I was looking forward to last Saturday 8pm like an amazing holiday - finally going for a walk with Joanna, my wife. Halleluiah! We've made a vow to walk every day we can from now on.
We counted 600 people that we passed on our 50-minute route including walkers, cyclists, rollerbladers and joggers. Plus two people on electric scooters (is that exercise?). So many exercising must be good. I must lose some weight - too much comfort eating (what else was there to do) in front of the television/computer.
If you have a mask on, smiling doesn't show so well, but more people said or smiled a hello than ever before. What is sad is that we strenuously avoid people, not that we think we have the virus (if you have you shouldn't be out at all) but because it is now polite to avoid any touch, hug, double or triple kiss, or close encounter.

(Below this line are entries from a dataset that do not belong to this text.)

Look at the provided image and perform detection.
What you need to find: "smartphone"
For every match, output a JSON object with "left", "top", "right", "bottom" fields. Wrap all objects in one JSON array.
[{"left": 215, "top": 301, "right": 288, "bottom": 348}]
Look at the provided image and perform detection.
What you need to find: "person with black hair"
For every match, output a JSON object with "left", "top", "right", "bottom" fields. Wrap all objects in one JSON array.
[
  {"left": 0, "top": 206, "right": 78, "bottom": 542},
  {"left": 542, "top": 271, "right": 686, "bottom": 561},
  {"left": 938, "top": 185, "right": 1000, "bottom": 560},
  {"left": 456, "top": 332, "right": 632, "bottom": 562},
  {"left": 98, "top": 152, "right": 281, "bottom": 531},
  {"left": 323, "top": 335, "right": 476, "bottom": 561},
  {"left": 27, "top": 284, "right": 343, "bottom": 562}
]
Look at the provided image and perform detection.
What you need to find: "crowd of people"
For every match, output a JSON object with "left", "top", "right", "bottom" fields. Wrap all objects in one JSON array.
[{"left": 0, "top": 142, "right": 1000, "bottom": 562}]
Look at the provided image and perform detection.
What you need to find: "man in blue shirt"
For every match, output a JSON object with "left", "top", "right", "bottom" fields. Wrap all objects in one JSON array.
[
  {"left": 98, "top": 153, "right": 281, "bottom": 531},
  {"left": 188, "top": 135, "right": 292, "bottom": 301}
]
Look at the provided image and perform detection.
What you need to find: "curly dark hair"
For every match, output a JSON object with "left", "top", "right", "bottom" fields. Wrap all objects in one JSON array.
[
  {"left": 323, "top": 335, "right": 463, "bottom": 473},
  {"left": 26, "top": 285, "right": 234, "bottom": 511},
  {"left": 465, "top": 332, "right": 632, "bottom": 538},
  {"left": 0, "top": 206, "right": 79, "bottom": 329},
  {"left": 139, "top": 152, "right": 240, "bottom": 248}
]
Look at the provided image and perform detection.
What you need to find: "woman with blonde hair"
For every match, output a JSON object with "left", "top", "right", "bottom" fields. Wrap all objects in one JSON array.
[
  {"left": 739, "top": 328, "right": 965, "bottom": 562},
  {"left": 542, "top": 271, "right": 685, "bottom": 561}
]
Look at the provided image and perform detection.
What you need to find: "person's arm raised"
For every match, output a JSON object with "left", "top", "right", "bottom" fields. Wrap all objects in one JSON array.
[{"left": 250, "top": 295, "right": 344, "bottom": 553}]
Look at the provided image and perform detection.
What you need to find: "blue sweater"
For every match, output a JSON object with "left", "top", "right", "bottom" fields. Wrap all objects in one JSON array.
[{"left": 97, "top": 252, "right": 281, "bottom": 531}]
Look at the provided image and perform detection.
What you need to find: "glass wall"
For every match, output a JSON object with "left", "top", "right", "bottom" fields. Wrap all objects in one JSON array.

It seems sad because those things are natural expressions of affection in a loving world. I'm reminded of Jesus who, on meeting a leper when the rules said that he should not approach, nevertheless risked his own life and ministry and touched him. He did it without a PPE mask, gloves, gown, etc., and as fully human he had every chance of contracting the disease. It was so remarkable that three of the four gospel writers choose to tell the story.
But we must not do that. Our culture is temporarily inverting itself. We express love, now by doing the exact opposite. We use masks, not to avoid catching something from others, but so that others can feel safer when they pass near us in the street. We wear gloves in the supermarket, primarily so that any virus we might have (even asymptomatically) will not pass onto the surfaces that others touch.
Love for humanity has put carers and health service workers, and many others, at great risk which they could avoid, but choose not to. Some even returned from retirement to help in care homes, hospitals. Many in ordinary homes care for others who have to self-isolate. Where normally families find it difficult to co-exist, the lockdown has required them, for love of one another and their own sanity, to keep a special calm and so support each other. We are making contact in new ways. Zoom, Skype, Teams, phones, internet, WhatsApp have boomed as people talk like they have never talked before.
The virus may do its worst, but much of humanity responds with a love that is deep inside of us, that comes with being human, and that, I believe, is the spark of divine we all know, for God is in that love.